Ask HN: Why does it take "up to x days" to unsubscribe? - basicallydan

A lot of websites have newsletters or mailing lists, a lot of them are managed by internal systems and many are external.<p>Sometimes, regardless of whether it seems to be internal or external, when I unsubscribe from a newsletter I'll be told that my request will take "between 2 and 5 days" or "up to 48 hours" to be processed.<p>Why is this? Surely it's just a matter of deleting an email address from a table. Is it a ploy to keep me subscribing, in the hope that those 48 hours will be enough time for me to realise the mistake that I've made?
======
kevinconroy
It may be a matter of delayed syncing for certain websites with multiple
legacy systems that aren't tightly integrate.

What I think is more likely, though, is that they are using a fairly
sophisticated email service which is capable of generating millions of emails
and queuing them up in advanced of a scheduled delivery date.

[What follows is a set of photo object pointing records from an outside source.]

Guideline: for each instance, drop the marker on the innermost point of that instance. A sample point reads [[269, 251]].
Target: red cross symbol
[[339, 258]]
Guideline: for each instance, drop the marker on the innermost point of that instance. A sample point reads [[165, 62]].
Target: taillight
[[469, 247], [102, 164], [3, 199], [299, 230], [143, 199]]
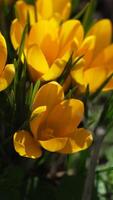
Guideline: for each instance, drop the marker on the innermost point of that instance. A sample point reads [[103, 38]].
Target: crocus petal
[[16, 33], [103, 32], [23, 9], [45, 8], [41, 30], [70, 29], [94, 77], [65, 117], [54, 144], [45, 35], [49, 95], [7, 76], [109, 86], [3, 52], [55, 70], [37, 118], [25, 145], [80, 140], [37, 62]]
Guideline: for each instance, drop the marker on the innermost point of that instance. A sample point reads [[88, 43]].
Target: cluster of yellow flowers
[[52, 39]]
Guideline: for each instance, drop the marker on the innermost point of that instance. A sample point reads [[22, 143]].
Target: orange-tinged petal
[[3, 53], [25, 145], [37, 61], [81, 139], [55, 70], [23, 9], [37, 118], [109, 86], [45, 35], [94, 77], [103, 32], [7, 76], [49, 95], [45, 8], [41, 30], [54, 144], [66, 11], [65, 117], [16, 33], [70, 29]]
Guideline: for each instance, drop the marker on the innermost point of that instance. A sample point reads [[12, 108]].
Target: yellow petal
[[70, 29], [103, 32], [45, 35], [16, 33], [42, 29], [65, 117], [37, 118], [45, 8], [23, 9], [7, 76], [37, 61], [49, 95], [109, 86], [25, 145], [94, 77], [55, 70], [3, 52], [80, 140], [54, 144]]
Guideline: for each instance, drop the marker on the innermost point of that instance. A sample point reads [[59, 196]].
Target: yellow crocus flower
[[49, 47], [53, 125], [43, 9], [7, 71], [97, 62]]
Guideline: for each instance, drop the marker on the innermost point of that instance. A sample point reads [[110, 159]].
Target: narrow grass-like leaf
[[95, 94], [36, 87], [81, 13], [87, 20]]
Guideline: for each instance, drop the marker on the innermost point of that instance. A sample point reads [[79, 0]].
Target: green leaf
[[81, 13], [94, 95], [36, 87], [88, 17]]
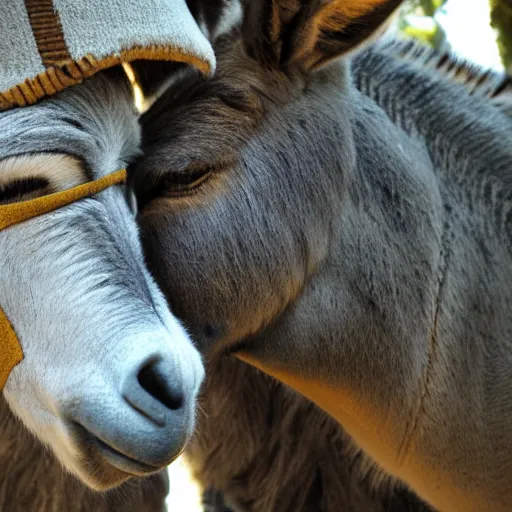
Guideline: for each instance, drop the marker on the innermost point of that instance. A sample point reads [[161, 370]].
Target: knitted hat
[[48, 45]]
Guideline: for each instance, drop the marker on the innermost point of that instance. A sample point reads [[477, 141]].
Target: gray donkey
[[109, 377], [346, 229]]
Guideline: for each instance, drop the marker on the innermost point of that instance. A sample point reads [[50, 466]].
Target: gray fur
[[355, 230]]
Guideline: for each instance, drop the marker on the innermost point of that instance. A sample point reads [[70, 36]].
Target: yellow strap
[[11, 352], [15, 213]]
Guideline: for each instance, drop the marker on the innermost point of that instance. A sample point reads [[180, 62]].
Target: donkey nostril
[[152, 379]]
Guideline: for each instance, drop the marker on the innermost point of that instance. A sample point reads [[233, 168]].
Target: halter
[[11, 352]]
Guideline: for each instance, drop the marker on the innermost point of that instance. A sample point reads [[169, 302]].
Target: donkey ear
[[310, 33]]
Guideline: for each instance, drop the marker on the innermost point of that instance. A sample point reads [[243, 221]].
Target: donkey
[[109, 377], [346, 229]]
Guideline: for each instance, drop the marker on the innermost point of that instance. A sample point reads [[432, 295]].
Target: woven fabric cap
[[48, 45]]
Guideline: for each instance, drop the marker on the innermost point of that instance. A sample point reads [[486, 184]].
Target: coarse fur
[[347, 225]]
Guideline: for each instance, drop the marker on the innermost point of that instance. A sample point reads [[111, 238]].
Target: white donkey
[[93, 363]]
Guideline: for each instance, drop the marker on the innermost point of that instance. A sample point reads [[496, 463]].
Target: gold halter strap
[[11, 352]]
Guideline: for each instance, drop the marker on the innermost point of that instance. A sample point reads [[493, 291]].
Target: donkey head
[[109, 378], [242, 176]]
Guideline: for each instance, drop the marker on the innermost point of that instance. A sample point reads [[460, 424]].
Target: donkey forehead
[[211, 121]]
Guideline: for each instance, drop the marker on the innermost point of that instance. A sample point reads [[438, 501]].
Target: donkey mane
[[462, 132], [478, 80]]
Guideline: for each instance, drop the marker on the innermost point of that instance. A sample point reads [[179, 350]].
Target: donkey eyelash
[[186, 183]]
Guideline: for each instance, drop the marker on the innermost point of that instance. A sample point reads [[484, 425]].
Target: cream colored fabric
[[48, 45]]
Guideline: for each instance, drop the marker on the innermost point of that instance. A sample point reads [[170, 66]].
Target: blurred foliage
[[501, 20]]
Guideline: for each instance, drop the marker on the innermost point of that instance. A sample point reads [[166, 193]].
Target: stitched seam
[[69, 73]]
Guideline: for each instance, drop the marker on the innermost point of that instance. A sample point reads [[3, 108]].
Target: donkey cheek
[[11, 353]]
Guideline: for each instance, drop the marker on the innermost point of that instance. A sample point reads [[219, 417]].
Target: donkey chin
[[109, 378]]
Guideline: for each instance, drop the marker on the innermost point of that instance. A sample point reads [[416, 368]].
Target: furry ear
[[310, 33]]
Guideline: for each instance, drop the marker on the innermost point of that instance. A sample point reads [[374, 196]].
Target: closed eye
[[20, 188]]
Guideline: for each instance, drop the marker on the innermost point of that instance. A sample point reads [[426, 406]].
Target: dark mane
[[476, 79]]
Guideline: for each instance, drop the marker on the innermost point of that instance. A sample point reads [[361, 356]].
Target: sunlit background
[[465, 27]]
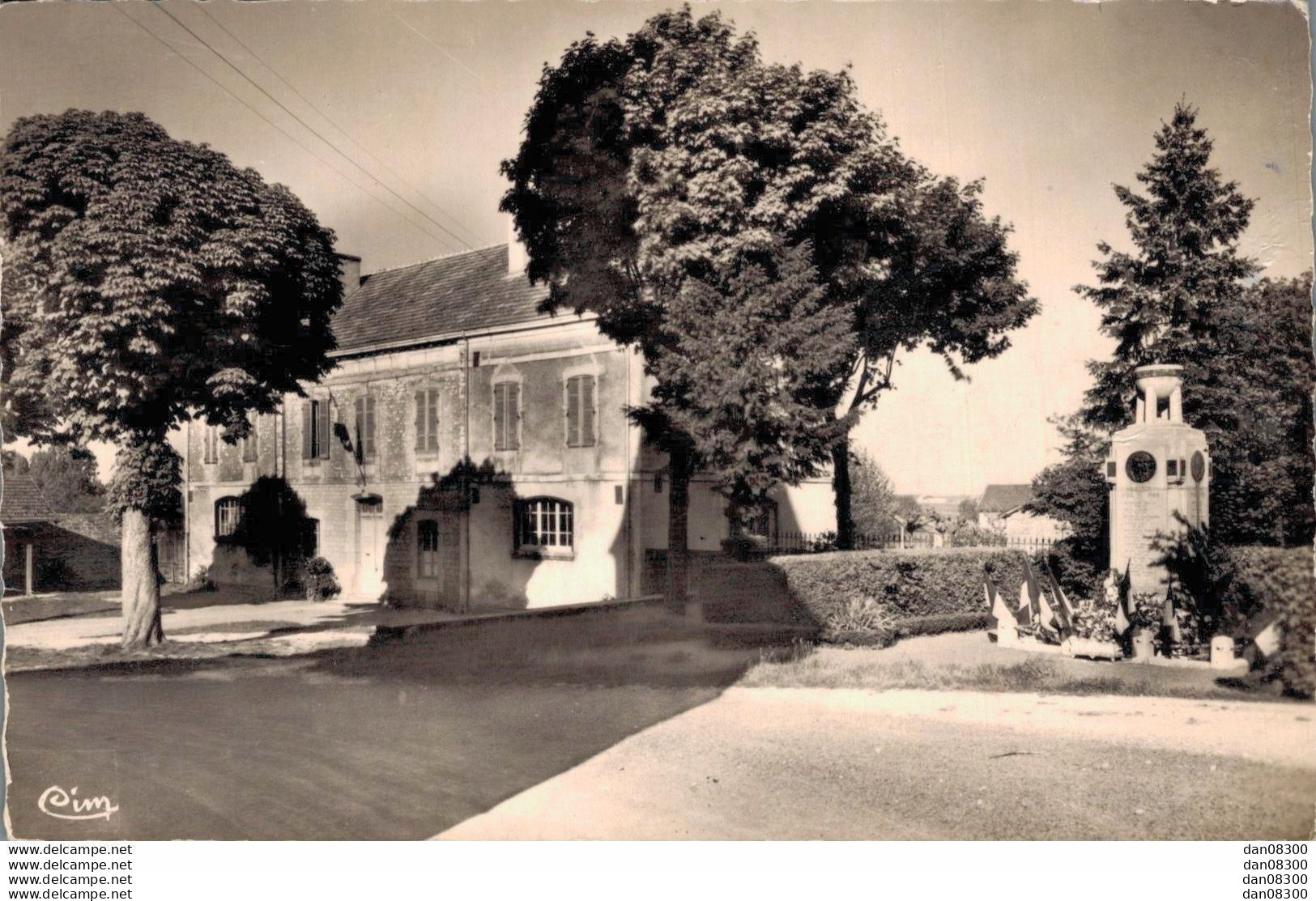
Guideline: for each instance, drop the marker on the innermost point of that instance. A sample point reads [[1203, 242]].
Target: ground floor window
[[754, 520], [427, 549], [228, 515], [545, 524]]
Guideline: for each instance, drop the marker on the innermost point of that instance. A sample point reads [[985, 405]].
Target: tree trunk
[[842, 494], [141, 584], [678, 533]]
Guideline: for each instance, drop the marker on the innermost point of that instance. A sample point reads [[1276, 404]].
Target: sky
[[399, 113]]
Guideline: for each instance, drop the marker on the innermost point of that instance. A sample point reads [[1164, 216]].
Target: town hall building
[[467, 452]]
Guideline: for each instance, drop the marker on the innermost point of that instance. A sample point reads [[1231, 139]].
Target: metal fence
[[821, 542]]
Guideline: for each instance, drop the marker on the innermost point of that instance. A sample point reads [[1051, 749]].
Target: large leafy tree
[[149, 282], [673, 166], [751, 347], [673, 154], [1183, 294]]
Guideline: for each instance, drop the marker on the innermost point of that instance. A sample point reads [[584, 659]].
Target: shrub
[[859, 638], [200, 580], [912, 583], [1280, 580], [319, 579]]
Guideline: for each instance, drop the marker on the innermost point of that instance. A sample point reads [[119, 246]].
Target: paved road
[[842, 764], [627, 732], [375, 743]]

Say you had 10 Million subscribers that you wanted to email a coupon or offer
to that was only good for the next 24 hours (e.g. "Saturday's 1 Day Sale"). In
order to get those into 10 Million inboxes within a 10 minute window you need
to pre-process as much as possible. The email marketing person schedules
emails to go out at a certain time, they are generated and queued, and then
pushed out in bulk. Checking if you've unsubscribed is most efficiently done
when generating the emails to be queued, not when going to send.

So when you go to unsubscribe, they might have an email or two in the queue
ready to go to you. It's much easier to say it will take 48 hours for your
unsubscribe request to go through than it is to explain that "you're
unsubscribed, but we might have a few emails in our pending queue that would
be a pain for us to delete or prevent from going out, so please just forgive
us during this period."

(Side note: There's a surprising amount of interesting tech going on in some,
but not all, email marketing programs.)

------
stevencorona
I used to work at a "very large email advertising company". We would take
another companies email list and advertise to it, splitting the profit with
the company that owned the data.

When an unsubscribe came in- sure, we could remove it from our own list, but
we'd still have to give the unsubs to the original data owner, who'd need to
then send the unsubs to any other companies that were using their data. And
that's at the simplest, it can run multiple levels deep (i.e, Company A sells
data to Company B who sells data to Company C).

Another reason is that "targeting" emails on a user-by-user basis can take
lots of processing time, too much to be done in real-time when the email is
being sent out, so they are often queued up several days in advance.

------
Zenst
If everything runs on one system in one location then yes your right. They
don't and in that changes are propergated periodicaly. By saying it will take
upto X days covers them on this front and in that protects there liability.

Also note that they don't do them instantly to prevent forms of account denial
of service attacks by having bots create and delete accounts instantly.

But if you run your own mail server then you can just instantly add those
email senders to your bounce list and get a much better effect.

------
PonyGumbo
>Surely it's just a matter of deleting an email address from a table.

Actually, they have to add you to an opt-out table. If they just delete you,
there's the chance that you'll get re-added at a later date.